Check if two words or phrases are anagrams of each other

Ever wondered if two words share the exact same letters?

That’s what anagrams are all about. You take “listen” and “silent”, same six letters, completely different words. This tool checks that for you instantly. Type in two words or phrases, and it’ll tell you right away if they’re a match.

But here’s the part I actually find most useful: the character frequency table. It doesn’t just say “yes” or “no”, it breaks down every single letter and shows you how many times it appears in each input. So even when two phrases aren’t anagrams, you can see exactly where they differ.

What it does

  • Compares two inputs and confirms (or denies) they’re anagrams
  • Shows a side-by-side frequency count for every character in both texts
  • Ignores spaces, punctuation, and capitalization, so “The Eyes” and “They See” works perfectly
  • Handles full phrases, not just single words. “Eleven plus two” vs “twelve plus one”? Yep, that’s an anagram.
  • No length restrictions, short words, long sentences, whatever you’ve got
  • Runs entirely in your browser. Your text stays on your machine.

How it works in practice

Drop your first word or phrase into the “Text 1” box, second one into “Text 2.” That’s it. Results show up immediately.

Say you type in “dormitory” and “dirty room.” The tool confirms they’re anagrams and the frequency table shows d, i, m, o, r, r, t, y all matching up perfectly between both inputs.
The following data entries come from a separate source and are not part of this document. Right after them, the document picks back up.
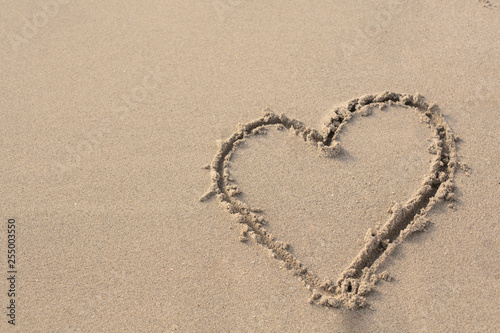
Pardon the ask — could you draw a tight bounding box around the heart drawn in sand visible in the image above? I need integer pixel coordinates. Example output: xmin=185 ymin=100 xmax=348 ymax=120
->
xmin=200 ymin=91 xmax=458 ymax=309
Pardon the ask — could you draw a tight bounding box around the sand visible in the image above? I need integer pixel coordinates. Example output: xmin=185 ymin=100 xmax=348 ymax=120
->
xmin=0 ymin=0 xmax=500 ymax=332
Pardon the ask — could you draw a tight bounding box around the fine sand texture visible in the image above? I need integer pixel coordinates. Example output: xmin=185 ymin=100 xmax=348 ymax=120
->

Honestly, seeing the breakdown is half the fun.

Who uses this (and why)

Scrabble players and puzzle enthusiasts: verifying anagram solutions during game night. One thing worth knowing: this catches multi-word anagrams too, which most people don’t think to check.
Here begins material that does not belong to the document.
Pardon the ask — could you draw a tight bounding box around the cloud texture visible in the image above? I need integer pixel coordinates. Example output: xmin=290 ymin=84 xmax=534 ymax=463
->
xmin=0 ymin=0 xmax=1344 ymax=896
Writers playing with language: anagrams make great pen names, character names, or brand wordplay. “Funeral” is an anagram of “real fun.” That’s the kind of discovery you can’t unsee.

CS students: anagram detection is one of the most common coding interview questions. Use this to build and verify your test cases before submitting.
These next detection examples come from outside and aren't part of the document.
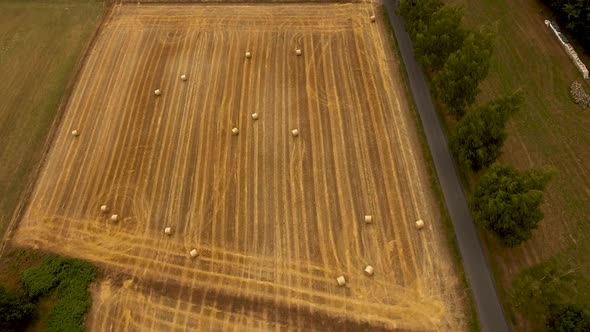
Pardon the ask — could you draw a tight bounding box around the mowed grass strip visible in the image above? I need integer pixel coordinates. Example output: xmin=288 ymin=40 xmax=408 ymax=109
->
xmin=0 ymin=0 xmax=105 ymax=238
xmin=445 ymin=0 xmax=590 ymax=327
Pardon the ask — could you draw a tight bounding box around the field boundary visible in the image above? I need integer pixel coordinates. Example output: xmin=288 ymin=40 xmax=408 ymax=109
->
xmin=381 ymin=4 xmax=481 ymax=332
xmin=0 ymin=1 xmax=113 ymax=258
xmin=385 ymin=0 xmax=510 ymax=331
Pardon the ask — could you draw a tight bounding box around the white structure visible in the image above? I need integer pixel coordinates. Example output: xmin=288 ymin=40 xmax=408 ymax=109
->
xmin=545 ymin=20 xmax=589 ymax=79
xmin=416 ymin=219 xmax=424 ymax=229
Teachers: it’s a surprisingly good way to get students interested in letter patterns and combinatorics. Much more engaging than a textbook example.

Want to go deeper into word analysis? The Palindrome Checker does the forward-backward thing, and the Word Counter gives you broader text stats.

Here are some famous ones to try: “the Morse code” / “here come dots”, “slot machines” / “cash lost in me”, “astronomer” / “moon starer.”

Common questions

What exactly is an anagram?

A word or phrase where you rearrange all the letters to form something new. Every letter gets used exactly once. “Listen” and “silent” both use e, i, l, n, s, t, just in a different order.

Does capitalization matter?

Nope. It ignores case, strips out spaces and punctuation, and just compares the raw letters. “The Eyes” and “They See”? Same letters.

Can I paste in full sentences?

Absolutely. Multi-word phrases work just as well as single words. The tool counts all characters across the entire input.

What’s the frequency table for?

It lists every unique character and shows its count in each input. When you’ve got a true anagram, every row matches. When you don’t, you can spot exactly which letters are off.

Does my text get sent anywhere?

No. The whole thing runs client-side in your browser. Nothing gets uploaded or stored.